- The paper proposes a statistical physics framework to model language model reasoning as a continuous-time stochastic system with latent regime switches.
- It demonstrates that sentence-level dynamics and multimodal residuals reveal distinct reasoning phases, validated across eight models on seven benchmarks.
- The SLDS framework achieves a predictive R² of 0.68 and shows generalizability in capturing reasoning dynamics across various Transformer architectures.
A Statistical Physics of LLM Reasoning
The paper "A Statistical Physics of LLM Reasoning" addresses the complex emergent reasoning phenomenon observed in Transformer LLMs (LMs). It proposes using a statistical physics framework to model LLMs' reasoning dynamics, viewed as a stochastic dynamical system with latent regime switching. This approach is designed to accommodate the diverse reasoning phases and potential misalignments that LMs can experience during reasoning tasks. The paper also includes empirical results from eight models applied to seven benchmarks, highlighting the utility of the framework for predicting critical transitions and inference-time failures.
Continuous-Time Dynamical Systems Framework
Transformers' reasoning is modeled as a continuous-time stochastic process, with sentence-level hidden states evolving according to a stochastic differential equation (SDE). The formulation adopts concepts from statistical physics, incorporating drift and diffusion terms to account for systematic and stochastic dynamics:
dh(t)=μ(h(t),Z(t))dt+B(h(t),Z(t))dW(t),
where Z(t) represents latent regimes dictating different reasoning states. Full high-dimensional analysis is not feasible due to the size of LMs; hence, a lower-dimensional manifold is employed, capturing significant variance (approximately 50% with rank-40 projection).

Figure 1: Cumulative distribution functions (CDFs) and histograms of residual norms highlighting the necessity of sentence-level analysis and regime-switching framework.
Empirical Decomposition and Multimodal Residual Analysis
Empirical analysis reveals that sentence-level increments better capture semantic shifts in reasoning, while linear predictability captures some variance in reasoning transitions. However, multimodal residuals suggest that a single model cannot fully explain reasoning dynamics, motivating a regime-switching model. This multimodality implies the existence of distinct reasoning phases, potentially linked to emergent failure modes in LMs.
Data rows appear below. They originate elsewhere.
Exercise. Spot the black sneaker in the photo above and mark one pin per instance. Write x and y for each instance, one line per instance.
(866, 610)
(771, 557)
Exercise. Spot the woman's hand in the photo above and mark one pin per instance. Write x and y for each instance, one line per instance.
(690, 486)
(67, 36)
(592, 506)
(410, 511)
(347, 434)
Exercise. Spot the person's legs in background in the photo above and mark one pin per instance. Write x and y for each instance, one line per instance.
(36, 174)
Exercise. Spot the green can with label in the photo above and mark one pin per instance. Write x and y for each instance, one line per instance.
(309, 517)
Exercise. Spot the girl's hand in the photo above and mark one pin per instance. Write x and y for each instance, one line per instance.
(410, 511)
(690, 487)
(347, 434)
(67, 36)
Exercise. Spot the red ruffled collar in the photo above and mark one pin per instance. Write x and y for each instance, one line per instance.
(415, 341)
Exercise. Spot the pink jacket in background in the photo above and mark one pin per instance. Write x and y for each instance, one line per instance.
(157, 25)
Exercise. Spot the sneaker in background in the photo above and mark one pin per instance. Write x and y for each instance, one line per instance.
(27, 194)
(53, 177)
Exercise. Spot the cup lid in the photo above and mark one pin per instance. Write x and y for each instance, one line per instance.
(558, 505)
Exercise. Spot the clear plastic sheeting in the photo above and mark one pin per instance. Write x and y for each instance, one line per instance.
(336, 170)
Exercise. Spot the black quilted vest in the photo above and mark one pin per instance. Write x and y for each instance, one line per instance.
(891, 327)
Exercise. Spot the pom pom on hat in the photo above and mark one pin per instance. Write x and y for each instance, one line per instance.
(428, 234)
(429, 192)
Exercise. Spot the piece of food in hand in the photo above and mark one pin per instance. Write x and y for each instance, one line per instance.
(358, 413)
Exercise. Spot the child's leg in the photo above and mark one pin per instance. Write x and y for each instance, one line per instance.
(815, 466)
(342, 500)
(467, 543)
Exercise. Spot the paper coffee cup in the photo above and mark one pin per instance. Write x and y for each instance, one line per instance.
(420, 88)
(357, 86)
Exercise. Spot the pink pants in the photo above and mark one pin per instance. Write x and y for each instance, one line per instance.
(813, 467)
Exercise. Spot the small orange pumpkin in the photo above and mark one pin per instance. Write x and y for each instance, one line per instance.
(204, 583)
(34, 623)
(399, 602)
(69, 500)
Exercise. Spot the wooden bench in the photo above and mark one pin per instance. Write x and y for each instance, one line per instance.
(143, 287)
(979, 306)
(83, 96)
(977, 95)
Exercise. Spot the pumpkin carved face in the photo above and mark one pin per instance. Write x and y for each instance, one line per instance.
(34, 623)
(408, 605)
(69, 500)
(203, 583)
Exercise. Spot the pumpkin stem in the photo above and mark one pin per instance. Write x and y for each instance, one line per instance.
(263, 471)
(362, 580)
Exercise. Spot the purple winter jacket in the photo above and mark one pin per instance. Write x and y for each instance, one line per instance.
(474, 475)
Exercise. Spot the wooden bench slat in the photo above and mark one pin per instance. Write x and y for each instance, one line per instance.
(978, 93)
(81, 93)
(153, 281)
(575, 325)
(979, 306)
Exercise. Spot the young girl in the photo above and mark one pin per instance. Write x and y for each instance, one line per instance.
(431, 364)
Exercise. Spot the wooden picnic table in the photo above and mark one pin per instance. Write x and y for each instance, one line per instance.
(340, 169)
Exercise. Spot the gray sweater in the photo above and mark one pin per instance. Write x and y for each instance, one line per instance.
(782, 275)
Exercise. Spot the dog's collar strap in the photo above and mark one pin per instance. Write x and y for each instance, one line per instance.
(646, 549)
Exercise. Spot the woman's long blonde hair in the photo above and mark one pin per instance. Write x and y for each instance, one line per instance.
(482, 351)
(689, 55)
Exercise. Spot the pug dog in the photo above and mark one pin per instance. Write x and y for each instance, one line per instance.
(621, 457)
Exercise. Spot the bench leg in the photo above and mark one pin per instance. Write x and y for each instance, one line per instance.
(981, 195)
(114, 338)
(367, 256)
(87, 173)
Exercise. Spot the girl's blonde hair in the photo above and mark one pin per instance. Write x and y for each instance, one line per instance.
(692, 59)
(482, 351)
Figure 2: Latent regime clusters identified using Gaussian Mixture Models (GMM) in a low-rank manifold, clarifying reasoning state separations.
The Switching Linear Dynamical System (SLDS) Model
The SLDS framework integrates linear dynamics within different regimes and switches between these regimes, representing transitions between reasoning phases. As empirical findings demonstrate multimodality and distinct reasoning paths, the SLDS model employs four latent regimes, each with specific drift and variance profiles. This framework aligns reasoning states with mathematical constructs, enabling more efficacious analysis and simulation of LMs' reasoning processes.
Figure 3: GMM clustering reveals discrete reasoning phases, depicted in a reduced-dimensional residuals space.
Experimental Validation and Generalization
Experimental validation of the SLDS demonstrates a significant performance improvement over simpler models. It captures dynamics more effectively, with a higher predictive R2≈0.68, illustrating superiority over global linear models. Cross-model transferability was also tested, proving that fundamental reasoning structures can generalize across different LLM architectures, albeit with performance variations.
Figure 4: Inadequacy of single-mode noise models, justifying a complex regime-switching architecture in capturing reasoning dynamics.
Impact, Applications, and Future Developments
The SLDS framework, inspired by a statistical understanding of complex dynamics, presents a valuable tool for auditing and simulating reasoning processes in LMs at reduced computational costs. This effectively predicts critical state transitions, helping to identify regime shifts conducive to errors or misalignments in reasoning. Moving forward, research will focus on privacy-preserving model variants and refining predictive capabilities to mitigate potential misuse.
In conclusion, this study pioneers a systematic approach to mapping LMs' reasoning, uncovering latent dynamic states, and suggesting methodologies for improved understanding and mitigation of inference-time failures.